3.2.2. Age and cognitive decline.

Age is a significant factor in the epidemiology of HAND. Older individuals with HIV are at a higher risk of cognitive impairment, as HIV infection and aging independently contribute to cognitive decline.[11] The interaction between these 2 factors underscores the importance of early diagnosis and treatment to mitigate the impact of HAND, particularly in older populations.[12]

3.2.3. Effect of ART.

The introduction of effective ART has substantially impacted the epidemiology of HAND.[13] With improved access to ART and better treatment outcomes, there has been a reduction in the incidence of severe cognitive impairment in individuals with HIV. However, milder forms of HAND persist, emphasizing the need for ongoing research and intervention.[14]

3.2.4. Heterogeneity in presentation.

HAND presents heterogeneously, ranging from mild cognitive deficits to more severe forms of impairment, including HIV-associated dementia. The varying presentations make it essential to consider the full spectrum of cognitive dysfunction when assessing the epidemiological landscape of HAND.[15]
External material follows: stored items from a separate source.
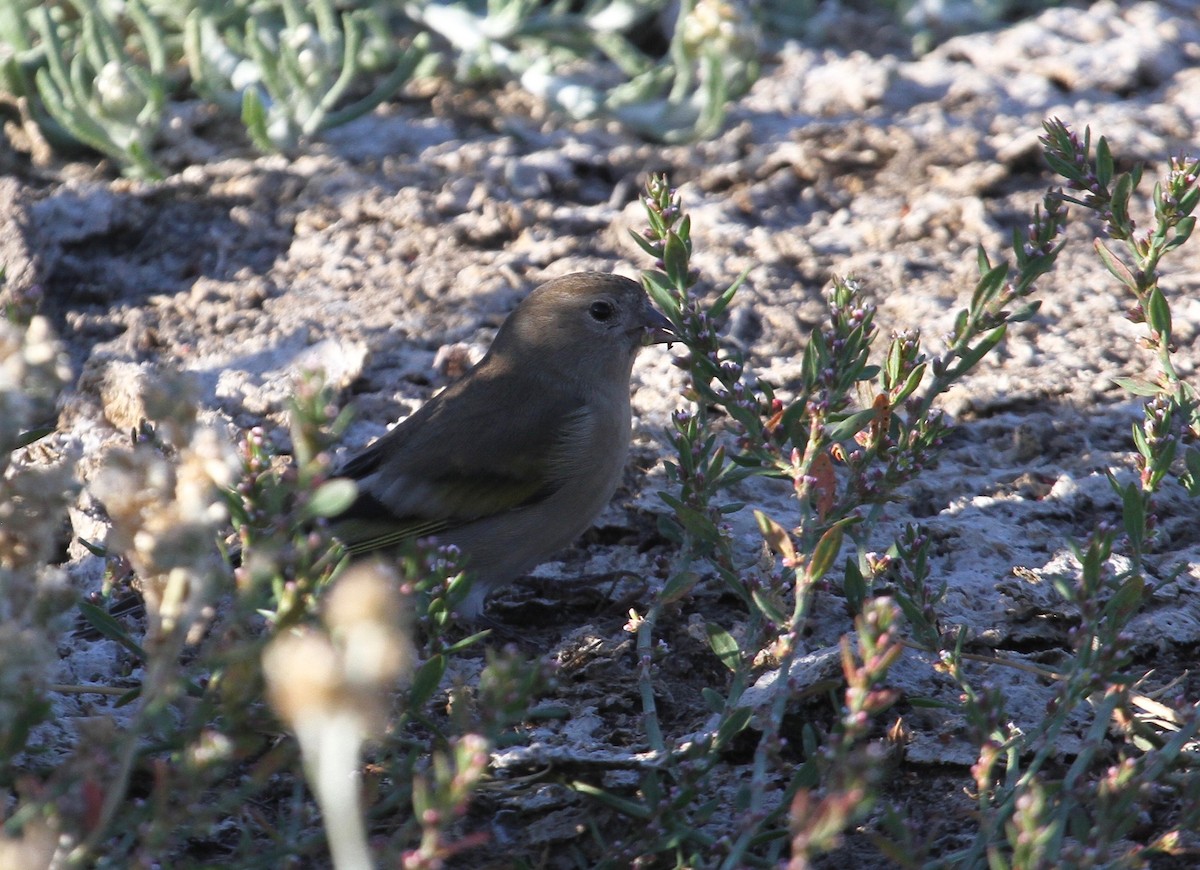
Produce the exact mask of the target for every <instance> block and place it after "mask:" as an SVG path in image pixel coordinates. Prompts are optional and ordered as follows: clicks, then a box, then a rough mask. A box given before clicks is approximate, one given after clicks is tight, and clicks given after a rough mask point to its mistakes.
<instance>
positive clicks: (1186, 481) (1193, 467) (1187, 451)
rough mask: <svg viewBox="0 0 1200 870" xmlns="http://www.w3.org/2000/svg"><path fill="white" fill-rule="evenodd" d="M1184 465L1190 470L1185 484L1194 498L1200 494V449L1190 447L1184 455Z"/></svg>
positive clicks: (1188, 469)
mask: <svg viewBox="0 0 1200 870" xmlns="http://www.w3.org/2000/svg"><path fill="white" fill-rule="evenodd" d="M1183 464H1184V467H1186V468H1187V469H1188V470H1187V474H1186V475H1184V484H1186V485H1187V488H1188V494H1189V496H1192V497H1193V498H1194V497H1195V496H1198V494H1200V448H1196V446H1194V445H1193V446H1189V448H1188V449H1187V450H1186V451H1184V454H1183Z"/></svg>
3.2.5. Challenges in diagnosis.

Challenges also influence the epidemiology of HAND in diagnosis. Underreporting and underdiagnosis are common due to limited access to neuropsychological assessments, especially in resource-limited settings. This underscores the importance of improving diagnostic tools and increasing awareness among healthcare providers.[16,17]

3.2.6. Impact on mental health.

Understanding the epidemiology of HAND is directly linked to its impact on mental health. Cognitive impairment can lead to depression, anxiety, social isolation, and reduced quality of life. Therefore, the prevalence and incidence of HAND have broader implications for the mental well-being of individuals living with HIV.[18]

3.3. Pathophysiology

The pathophysiology of HAND is complex and multifactorial, involving various mechanisms contributing to neuronal injury and cognitive impairment. This section provides a detailed overview of the underlying pathophysiological processes involved in HAND, drawing on relevant studies and research findings.

HIV enters the CNS early during primary infection, leading to persistent viral replication and chronic inflammation within the brain. The primary target cells for HIV in the CNS are macrophages and microglia, which serve as reservoirs for viral replication.[19] HIV in the CNS triggers a cascade of events that ultimately contribute to neuronal dysfunction and cognitive impairment.

The release of viral proteins, such as gp120 and Tat, as well as pro-inflammatory cytokines, chemokines, and oxidative stress mediators, leads to chronic neuroinflammation and activation of immune cells, including microglia and astrocytes.[20] This sustained neuroinflammatory response contributes to the release of neurotoxic factors, excitotoxicity, and disruption of normal synaptic functioning.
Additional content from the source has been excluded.